In Blog week 2 we’ll discuss WHAT A CONCENTRATE IS and WHY ON OCCASSION DOES MY FLAVOR TASTE LIKE CHEMICALS? Dictionary.com defines a concentrate as a Verb:  to become more intense, stronger, or purer and as a noun: a concentrated form of something; a product of concentration (e.g.
a juice concentrate).


What does this mean? Simply stated, it's a stronger version of what you need so you must dilute it and that's it. Remember those frozen juice concentrate cans Mom used? Put the contents in a pitcher, fill with water at a ratio of 1 part concentrate to 3 parts water mix it up and voila you have juice. And then you have powdered concentrates such as Kool Aid or Country Time... sure it's powder, but it's still a concentrate and one may even suggest that Country Time is a super concentrate LOL. The point is you don't add a gallon of powder mix to a gallon of water, do you? Of course not, it's concentrated.  


The same concept applies to essentially all concentrates whether it’s powdered, liquid or frozen, and each concentrate that you encounter will most likely be different than another.  So what do you do if something tastes funny to you, has a chemical taste, or just seems off? FIRST! Did you check and see where to start your test at? Is the percentage correct based on suggestions from the manufacturer? Did you start on the low end of the suggested range?

Did you let it age/steep? If you taste something right off the shake, the molecules have not had enough time to blend into the vg. I’ve noticed many times that the flavoring and the carrier fluid or dilutant (e.g. PG/VG) can actually be tasted separately almost like the flavoring is sitting right on top of the Carrier fluid. Let it age / steep, don’t be in a hurry…as the old saying goes “everything in due time”.  If it’s a cream, give it a couple weeks before tasting it. Many custards, and bakeries can take upwards of a month for you to get the molecules to blend completely. If it’s a fruit, give it at least 3 days. 


Okay so it has been allowed to age / steep, and you taste it for the first time a few minutes pass and you realize IT STILL has a chemical aftertaste. No problem…try a lower percentage! The following are two examples I like to use of REALLY strong flavors from Flavor Art and Inawera where less is definitely more and it solves that chemical aftertaste problem.

FA Blackberry:  This is one of those flavors that if you use it at the recommended percent, it’s horrible. It tastes like perfume. Even if used at 1% or above it will leave you feeling like you just walked through the perfume section of a department store. BUT! Believe it or not, it’s an excellent flavor at the right percentage! At 1-3 drops per 30 ml’s (.08%-.2%) it can impart a VERY rich, delicious blackberry flavor that with a little FA Fresh Cream and sweetener of choice, can be absolutely amazing. Sounds crazy right? ONE drop? YUP! Many of the higher quality flavorings need so little that they represent an excellent purchase value. Think about how long 10ml’s of blackberry will last when used at such a low percentage. 

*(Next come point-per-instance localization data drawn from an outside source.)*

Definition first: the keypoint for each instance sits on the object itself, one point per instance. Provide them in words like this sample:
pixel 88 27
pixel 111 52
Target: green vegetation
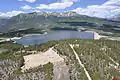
pixel 96 55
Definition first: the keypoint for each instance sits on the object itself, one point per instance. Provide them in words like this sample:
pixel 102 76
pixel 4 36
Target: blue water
pixel 55 35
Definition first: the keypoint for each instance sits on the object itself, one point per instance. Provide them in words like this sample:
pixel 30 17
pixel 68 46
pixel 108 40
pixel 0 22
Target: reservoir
pixel 54 35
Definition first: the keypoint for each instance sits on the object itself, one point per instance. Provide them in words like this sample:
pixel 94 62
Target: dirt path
pixel 80 62
pixel 60 69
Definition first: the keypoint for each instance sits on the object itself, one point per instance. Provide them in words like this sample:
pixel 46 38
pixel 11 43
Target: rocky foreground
pixel 61 60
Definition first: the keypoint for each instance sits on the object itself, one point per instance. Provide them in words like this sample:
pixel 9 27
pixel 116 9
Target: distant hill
pixel 116 18
pixel 48 20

Inawera Jungle Frost:  Here is another one that I like to use as an example, it’s a BRAND new flavor from Inawera and to be honest, it is fantastic. BUT, it must be used lightly. If you were to use this at 2-3% it would be STRAIGHT perfume. BUT! Try it at 1-3 drops again and BAMM it’s AMAZING! Especially when added to tropical fruits or berries. Remember, you can always add more flavoring but you cannot take any away. 

Inawera Wild Strawberry:  Yet another flavor that is SO STRONG that anything more than 2 drops per 50mls is PUSHING it. I usually use one drop with other berries. I LOVE it with black currant, blueberries, and even other strawberries. Some cream and some vanilla and it is downright delicious. 

Just remember the manufacturers recommended percentage may be not what YOUR palate can deal with. You can always start low and put more flavoring in; because if you put too much you can never take it out. Usually the main reason you get a chemical taste is because the percentage is too high. Always keep in mind that many flavoring concentrates are “extremely concentrated” and sometimes are not very forgiving.